A Rotorua District Court judge is deciding whether to lift interim name suppression granted to some witnesses at the November fraud trial of Bill and Lee Papple and Tina West.
Two high-flying Auckland businessmen, an Auckland church leader and a Rotorua man were granted interim name suppression.
Combined, the four lost hundreds of thousands of dollars in what a jury found to be fraudulent scams run by Lee Papple, of Rotorua, and her business partner, Tina West, from Auckland.
The jury was undecided about Mr Papple's involvement and he will be retried.

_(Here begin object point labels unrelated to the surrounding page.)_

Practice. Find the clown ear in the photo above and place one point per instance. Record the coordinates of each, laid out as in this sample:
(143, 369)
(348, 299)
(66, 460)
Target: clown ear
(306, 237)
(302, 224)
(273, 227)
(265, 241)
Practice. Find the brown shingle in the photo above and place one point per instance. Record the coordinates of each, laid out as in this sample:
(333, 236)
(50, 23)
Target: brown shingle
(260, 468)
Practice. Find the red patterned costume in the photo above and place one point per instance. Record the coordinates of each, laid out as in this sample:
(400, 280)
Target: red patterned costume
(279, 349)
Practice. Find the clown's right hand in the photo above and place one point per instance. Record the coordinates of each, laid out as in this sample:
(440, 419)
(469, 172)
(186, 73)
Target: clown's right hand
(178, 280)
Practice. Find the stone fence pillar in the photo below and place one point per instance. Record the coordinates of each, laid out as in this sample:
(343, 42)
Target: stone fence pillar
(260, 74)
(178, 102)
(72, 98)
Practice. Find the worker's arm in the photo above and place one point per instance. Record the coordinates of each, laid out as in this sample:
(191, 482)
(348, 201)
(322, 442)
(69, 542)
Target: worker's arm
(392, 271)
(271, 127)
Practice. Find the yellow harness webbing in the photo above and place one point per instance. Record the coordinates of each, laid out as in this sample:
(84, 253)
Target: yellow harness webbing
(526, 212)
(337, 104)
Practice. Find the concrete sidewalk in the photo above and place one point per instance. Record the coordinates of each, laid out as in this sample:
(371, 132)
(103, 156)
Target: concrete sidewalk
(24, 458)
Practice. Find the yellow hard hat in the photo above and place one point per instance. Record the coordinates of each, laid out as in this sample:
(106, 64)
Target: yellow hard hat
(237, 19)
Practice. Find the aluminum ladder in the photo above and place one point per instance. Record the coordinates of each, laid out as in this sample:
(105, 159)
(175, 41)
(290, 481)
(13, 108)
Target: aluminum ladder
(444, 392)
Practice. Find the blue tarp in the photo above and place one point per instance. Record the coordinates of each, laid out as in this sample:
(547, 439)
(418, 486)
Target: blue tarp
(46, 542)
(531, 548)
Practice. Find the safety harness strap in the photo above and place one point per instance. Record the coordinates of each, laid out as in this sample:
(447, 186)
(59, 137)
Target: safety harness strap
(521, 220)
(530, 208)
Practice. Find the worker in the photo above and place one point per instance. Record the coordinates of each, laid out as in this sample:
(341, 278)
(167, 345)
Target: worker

Rotorua's Daily Post newspaper has made submissions to the court, arguing that interim suppression should not continue for the witnesses. It cited the Appeal Court's recent emphasis on open justice.
Appearing for the businessmen, Bruce Stewart, QC, told Judge James Weir his clients were worried about how public knowledge surrounding their involvement with "Looney Tune investments" would affect their businesses.
He said that if business confidence in the men dropped, it could result in their businesses failing and staff being made redundant.
Judge Weir told Mr Stewart that his arguments were "all very hypothetical".
"You will have to come up with a bit more than mere assertions that there will be a lack of public confidence in their abilities."
Judge Weir said the businessmen used their own money, not company money, to invest in the fraudulent schemes and any publication of their names would make that clear.
He reserved his decision.
A new date has been set for the sentencing of Lee Papple and Tina West. It was to have taken place on Friday but pre-sentencing probation service reports were not available.
The pair will now be sentenced on March 4.